Troubleshooting Problems in PCF

Page last updated:

This guide provides help with resolving issues encountered during a Pivotal Cloud Foundry (PCF) installation.

Retrying the Deployment

Although an install or update can fail for many reasons, the system is self-healing, and can often automatically correct or work around hardware or network faults.

Click Install or Apply Changes again, and the system may resolve a problem on its own.

Some failures only produce generic errors like Exited with 1. In cases like this, where a failure is not accompanied by useful information, click Install or Apply Changes to retry.

When the system does provide informative evidence, review the Common Problems section at the end of this guide to see if your problem is covered there.

Common Issues

Compare evidence that you have gathered to the descriptions below.
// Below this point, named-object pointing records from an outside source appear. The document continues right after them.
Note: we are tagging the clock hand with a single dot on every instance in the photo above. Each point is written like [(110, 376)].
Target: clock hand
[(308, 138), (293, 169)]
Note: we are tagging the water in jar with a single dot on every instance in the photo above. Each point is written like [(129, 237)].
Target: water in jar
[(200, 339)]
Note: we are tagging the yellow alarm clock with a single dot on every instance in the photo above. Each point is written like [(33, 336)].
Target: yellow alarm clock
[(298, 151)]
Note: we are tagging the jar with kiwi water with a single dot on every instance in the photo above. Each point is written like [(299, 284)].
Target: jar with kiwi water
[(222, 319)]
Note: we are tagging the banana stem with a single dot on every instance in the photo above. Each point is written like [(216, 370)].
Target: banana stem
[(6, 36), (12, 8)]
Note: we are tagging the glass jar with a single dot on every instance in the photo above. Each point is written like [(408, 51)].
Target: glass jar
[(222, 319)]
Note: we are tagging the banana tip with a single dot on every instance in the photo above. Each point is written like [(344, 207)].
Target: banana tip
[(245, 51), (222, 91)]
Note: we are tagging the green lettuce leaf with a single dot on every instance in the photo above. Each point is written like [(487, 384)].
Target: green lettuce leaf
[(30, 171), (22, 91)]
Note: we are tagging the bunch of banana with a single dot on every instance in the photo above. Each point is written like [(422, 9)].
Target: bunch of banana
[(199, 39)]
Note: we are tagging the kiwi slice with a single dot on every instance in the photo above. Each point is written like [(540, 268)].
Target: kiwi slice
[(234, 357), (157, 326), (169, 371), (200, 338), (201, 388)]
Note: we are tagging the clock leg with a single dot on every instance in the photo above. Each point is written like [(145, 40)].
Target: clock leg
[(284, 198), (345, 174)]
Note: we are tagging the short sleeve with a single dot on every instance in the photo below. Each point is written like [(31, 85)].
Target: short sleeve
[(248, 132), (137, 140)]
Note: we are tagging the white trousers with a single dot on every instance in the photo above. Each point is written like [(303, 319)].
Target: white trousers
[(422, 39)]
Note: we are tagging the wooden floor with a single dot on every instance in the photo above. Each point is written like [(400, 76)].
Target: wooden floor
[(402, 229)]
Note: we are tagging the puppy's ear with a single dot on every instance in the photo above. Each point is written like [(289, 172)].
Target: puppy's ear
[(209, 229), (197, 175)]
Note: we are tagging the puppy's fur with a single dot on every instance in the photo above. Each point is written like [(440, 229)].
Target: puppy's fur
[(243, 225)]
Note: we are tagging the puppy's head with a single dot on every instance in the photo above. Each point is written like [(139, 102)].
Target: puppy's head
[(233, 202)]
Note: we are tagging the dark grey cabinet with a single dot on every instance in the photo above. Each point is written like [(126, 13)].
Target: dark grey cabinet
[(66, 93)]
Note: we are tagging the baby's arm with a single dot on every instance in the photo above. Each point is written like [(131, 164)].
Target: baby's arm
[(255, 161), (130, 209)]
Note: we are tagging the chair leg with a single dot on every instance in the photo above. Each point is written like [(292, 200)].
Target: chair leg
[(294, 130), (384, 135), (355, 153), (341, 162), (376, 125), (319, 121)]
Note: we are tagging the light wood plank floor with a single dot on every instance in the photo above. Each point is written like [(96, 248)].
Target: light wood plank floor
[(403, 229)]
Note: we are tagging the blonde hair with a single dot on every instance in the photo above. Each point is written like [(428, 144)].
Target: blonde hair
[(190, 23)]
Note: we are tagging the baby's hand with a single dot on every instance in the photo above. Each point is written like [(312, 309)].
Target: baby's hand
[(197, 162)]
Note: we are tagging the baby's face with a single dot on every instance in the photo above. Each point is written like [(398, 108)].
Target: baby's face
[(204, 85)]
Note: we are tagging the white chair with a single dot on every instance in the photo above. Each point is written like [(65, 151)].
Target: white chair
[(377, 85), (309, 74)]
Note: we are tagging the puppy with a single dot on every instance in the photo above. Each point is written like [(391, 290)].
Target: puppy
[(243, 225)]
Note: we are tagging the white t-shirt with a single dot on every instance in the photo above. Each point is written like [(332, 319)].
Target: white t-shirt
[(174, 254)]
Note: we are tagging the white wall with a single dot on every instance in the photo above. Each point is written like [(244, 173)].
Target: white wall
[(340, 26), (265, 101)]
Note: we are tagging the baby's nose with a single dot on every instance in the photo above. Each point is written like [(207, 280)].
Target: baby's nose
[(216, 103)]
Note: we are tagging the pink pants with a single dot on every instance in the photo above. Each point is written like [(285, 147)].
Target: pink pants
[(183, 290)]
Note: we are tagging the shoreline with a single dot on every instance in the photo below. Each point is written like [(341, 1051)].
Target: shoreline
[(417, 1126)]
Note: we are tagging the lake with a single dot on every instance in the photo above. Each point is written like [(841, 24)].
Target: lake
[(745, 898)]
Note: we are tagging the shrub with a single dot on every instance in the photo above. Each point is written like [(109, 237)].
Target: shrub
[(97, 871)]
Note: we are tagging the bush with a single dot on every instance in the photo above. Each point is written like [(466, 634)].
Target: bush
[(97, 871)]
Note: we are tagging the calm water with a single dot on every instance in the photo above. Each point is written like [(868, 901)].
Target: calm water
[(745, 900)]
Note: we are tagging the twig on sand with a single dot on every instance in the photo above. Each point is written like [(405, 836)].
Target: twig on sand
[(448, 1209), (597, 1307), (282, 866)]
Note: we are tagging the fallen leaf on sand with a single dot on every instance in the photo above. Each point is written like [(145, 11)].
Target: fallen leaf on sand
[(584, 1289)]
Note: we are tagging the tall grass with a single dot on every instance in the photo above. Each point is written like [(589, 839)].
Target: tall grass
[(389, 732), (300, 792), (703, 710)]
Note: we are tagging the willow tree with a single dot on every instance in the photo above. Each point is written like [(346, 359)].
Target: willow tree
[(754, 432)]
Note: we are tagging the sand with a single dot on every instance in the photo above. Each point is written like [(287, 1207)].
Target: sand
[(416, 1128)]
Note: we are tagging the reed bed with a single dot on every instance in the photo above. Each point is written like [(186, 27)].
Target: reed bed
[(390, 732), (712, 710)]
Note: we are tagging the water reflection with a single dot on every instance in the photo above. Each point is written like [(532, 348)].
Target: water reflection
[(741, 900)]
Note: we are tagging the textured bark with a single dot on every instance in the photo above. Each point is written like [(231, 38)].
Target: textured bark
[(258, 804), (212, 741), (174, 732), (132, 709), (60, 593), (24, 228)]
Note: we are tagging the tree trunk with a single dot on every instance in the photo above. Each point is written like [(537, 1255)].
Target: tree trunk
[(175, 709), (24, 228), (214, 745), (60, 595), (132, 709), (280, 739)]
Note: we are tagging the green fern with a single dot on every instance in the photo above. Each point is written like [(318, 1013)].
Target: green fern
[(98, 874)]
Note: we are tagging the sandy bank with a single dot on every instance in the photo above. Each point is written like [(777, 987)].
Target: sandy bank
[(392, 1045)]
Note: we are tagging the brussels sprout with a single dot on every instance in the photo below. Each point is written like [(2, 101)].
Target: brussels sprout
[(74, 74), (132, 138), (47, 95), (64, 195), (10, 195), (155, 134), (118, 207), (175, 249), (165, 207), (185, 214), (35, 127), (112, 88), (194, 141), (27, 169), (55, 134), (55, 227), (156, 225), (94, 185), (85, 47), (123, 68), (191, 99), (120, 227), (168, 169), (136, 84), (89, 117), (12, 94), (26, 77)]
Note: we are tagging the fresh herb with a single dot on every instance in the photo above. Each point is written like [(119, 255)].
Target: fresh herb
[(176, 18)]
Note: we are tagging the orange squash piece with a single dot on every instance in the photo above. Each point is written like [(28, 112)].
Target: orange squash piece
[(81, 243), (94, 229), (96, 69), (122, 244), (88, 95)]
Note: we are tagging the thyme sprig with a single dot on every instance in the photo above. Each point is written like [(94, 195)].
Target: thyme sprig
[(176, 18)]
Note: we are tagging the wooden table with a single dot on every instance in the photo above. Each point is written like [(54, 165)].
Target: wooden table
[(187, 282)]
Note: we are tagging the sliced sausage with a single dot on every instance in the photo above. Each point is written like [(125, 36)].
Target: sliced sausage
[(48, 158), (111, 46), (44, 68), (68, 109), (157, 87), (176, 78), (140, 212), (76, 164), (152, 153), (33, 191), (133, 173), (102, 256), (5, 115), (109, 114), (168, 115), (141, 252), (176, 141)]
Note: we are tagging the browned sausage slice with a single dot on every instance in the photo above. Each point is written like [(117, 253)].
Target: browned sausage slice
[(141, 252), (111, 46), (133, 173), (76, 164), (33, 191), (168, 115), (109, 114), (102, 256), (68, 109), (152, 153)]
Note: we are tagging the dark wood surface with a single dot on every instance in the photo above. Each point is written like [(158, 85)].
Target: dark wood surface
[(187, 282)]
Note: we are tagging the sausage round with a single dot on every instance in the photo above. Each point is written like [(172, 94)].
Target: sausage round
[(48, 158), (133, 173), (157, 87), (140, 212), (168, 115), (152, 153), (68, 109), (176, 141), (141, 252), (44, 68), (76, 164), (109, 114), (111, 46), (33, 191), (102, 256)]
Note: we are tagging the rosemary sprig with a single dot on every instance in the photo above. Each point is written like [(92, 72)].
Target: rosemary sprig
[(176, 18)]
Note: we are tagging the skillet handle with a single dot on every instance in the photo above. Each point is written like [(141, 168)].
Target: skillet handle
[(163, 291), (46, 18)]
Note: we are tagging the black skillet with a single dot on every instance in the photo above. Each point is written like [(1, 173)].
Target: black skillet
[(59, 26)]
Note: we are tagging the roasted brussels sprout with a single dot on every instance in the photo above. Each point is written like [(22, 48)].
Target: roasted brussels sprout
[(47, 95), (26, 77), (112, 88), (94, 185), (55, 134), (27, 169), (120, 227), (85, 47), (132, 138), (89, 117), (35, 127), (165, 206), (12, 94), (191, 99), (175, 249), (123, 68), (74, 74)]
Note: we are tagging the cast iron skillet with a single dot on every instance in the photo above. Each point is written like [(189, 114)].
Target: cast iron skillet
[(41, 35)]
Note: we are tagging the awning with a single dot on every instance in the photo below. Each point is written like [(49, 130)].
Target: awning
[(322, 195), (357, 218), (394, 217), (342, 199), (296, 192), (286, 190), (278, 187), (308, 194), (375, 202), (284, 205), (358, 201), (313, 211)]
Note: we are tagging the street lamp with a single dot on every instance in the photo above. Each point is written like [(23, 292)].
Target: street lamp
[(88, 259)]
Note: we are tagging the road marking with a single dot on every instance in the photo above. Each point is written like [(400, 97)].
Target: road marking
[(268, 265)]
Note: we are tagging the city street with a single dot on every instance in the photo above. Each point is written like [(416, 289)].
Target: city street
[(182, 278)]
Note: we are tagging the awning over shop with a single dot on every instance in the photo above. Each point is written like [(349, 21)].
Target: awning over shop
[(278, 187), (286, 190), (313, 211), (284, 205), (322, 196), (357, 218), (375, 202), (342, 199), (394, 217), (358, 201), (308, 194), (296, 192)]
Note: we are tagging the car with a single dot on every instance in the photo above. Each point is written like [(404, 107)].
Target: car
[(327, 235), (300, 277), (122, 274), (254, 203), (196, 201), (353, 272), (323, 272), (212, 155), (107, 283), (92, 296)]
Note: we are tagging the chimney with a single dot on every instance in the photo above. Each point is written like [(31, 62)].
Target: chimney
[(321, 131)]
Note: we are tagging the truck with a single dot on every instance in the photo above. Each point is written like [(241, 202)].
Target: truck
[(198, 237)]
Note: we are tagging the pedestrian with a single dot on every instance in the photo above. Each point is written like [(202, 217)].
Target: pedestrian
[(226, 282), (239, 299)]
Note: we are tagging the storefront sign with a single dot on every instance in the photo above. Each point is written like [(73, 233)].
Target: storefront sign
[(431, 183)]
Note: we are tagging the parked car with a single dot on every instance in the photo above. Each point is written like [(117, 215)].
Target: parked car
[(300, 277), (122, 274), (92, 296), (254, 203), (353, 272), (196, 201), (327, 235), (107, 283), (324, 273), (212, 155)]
If your issue is covered, try the recommended remediation procedures.

BOSH Does Not Reinstall

You might want to reinstall BOSH for troubleshooting purposes. However, if PCF does not detect any changes, BOSH does not reinstall. To force a reinstall of BOSH, select BOSH Director > Resource Sizes and change a resource value. For example, you could increase the amount of RAM by 4 MB.

Creating Bound Missing VMs Times Out

This task happens immediately following package compilation, but before job assignment to agents. For example:

cloud_controller/0: Timed out pinging to f690db09-876c-475e-865f-2cece06aba79 after 600 seconds (00:10:24)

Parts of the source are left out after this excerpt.